Raw nylon came to us as a pellet in boxes or bags. We use a special machine to melt the pellets and then to send the melted plastic into a steel mold with the product’s shape cut into it. This requires a channel cut into the mold that extends to the cavity. To make money, we required the number of cavities in the mold to be more than one. When I first began at the company, our typical mold had sixteen cavities with a binary runner system designed to make each runner extend from the nozzle to the cavity to be the same distance. We melted and molded more nylon in the runner system than in the product. What that meant was a gross imbalance in the cost. We didn’t make money molding runners. A human manually removed each shot of sixteen parts and its runner from the mold. This operator was incentivized to process the maximum number of shots per minute.
The molded product had to be removed from the runner, moisture-conditioned, and packaged before being sent to a customer. Initially, another department did the moisturizing, packaging, and boxing. When I left the company forty years later, we had the entire process automated. As many as two hundred parts were molded at one time. The parts were degated, counted, and packaged into plastic bags of one hundred or one thousand ties. A single person performed quality checks and put ten packages of a thousand ties into a box. We stopped automating at that point because paying back the machinery was more expensive than allowing the existing QC person who tended to four machines to take the final step. What I am getting at here is that AI makes sense, but automating every process may not.
Another aspect was in mold, and molding machine maintenance. When the mold is subject to being squeezed together by a machine capable of applying a million pounds of force to keep it closed during injection, the tiny parts inside the cavity are stressed beyond imagination. The result is that when a tiny part breaks, the product from that cavity is junk, and the process has to shut down to fix the flat. We then turn to quick mold change and maintenance procedures to replace broken parts. All of this is the result of thousands of man-hours of development.
Even the author agrees that automating the human hand motion is not possible at this time nor in the foreseeable future. AI may be great at analyzing orders and finding trends, or it might even be great at finding trends in the molding process, but only with scads of data. It took an entire team of electrical and process engineers years to determine how and what to measure to predict or even see trends. Eventually, we measured the process and improved our product’s quality and consistency.

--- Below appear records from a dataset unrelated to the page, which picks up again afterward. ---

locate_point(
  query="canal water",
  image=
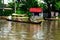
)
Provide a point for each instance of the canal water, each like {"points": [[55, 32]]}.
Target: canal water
{"points": [[47, 30]]}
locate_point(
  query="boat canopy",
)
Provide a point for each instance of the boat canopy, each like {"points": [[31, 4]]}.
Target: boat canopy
{"points": [[35, 10]]}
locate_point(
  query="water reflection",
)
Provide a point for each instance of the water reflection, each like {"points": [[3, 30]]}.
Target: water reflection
{"points": [[48, 30]]}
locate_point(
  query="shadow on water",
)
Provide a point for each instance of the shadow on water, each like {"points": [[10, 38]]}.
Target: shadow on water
{"points": [[48, 30]]}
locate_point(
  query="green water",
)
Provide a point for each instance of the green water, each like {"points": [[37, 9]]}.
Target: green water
{"points": [[48, 30]]}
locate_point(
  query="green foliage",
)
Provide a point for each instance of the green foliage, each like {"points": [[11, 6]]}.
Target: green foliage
{"points": [[57, 5], [19, 12], [1, 12], [11, 5]]}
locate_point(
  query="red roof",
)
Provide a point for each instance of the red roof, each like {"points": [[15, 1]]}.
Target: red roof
{"points": [[35, 9]]}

In the end, we learned that automation comes at a great cost and that the cost of maintaining the equipment continues as long as the process goes on. Changing the process becomes unthinkable once it is solid and running smoothly. When that finally happened, the powers to be decided there was an advantage to sending the whole kit and caboodle to places like Singapore, Costa Rica, and Mexico, where the labor costs are lower. Just to let you know, I left out China. That is because the wisdom of our owner was that he paid for developing his process, and he believed the Chinese should pay their way, too. We had a security system in place that rivaled the NSA and CIA to keep our competitors from stealing our technology.
In conclusion, I say this, bring it on AI we are ready for you, but are you smart enough to take on the challenge in front of you?
Filed under: Biography, Book Review, Manufacturing | Tagged: Artificial Intelligence, Cable ties, Injection Molding |
AI ain’t gonna be used to make useful products. Oh, maybe in the beginning. But already, I think the power monsters are designing ways to give them every possible advantage over their rivals and that will include weapons and ways to shut down any measurable protective ability by the victim nations and populations from these aggressors.
You are right, but I don’t believe they will use AI initially, either. The mechanics are much too complicated to be designed and implemented by computers. My experience with designing by computer is equal to using the computer instead of a pencil, compass, and straight edge.
What is lacking in thought here is the answer to the question of just who will pay money for AI generated products when only 1% of the population has jobs. They forget that the masses need to eat, and when left hungry they rebel, and when they rebel AI will not have the algorithm to defeat them.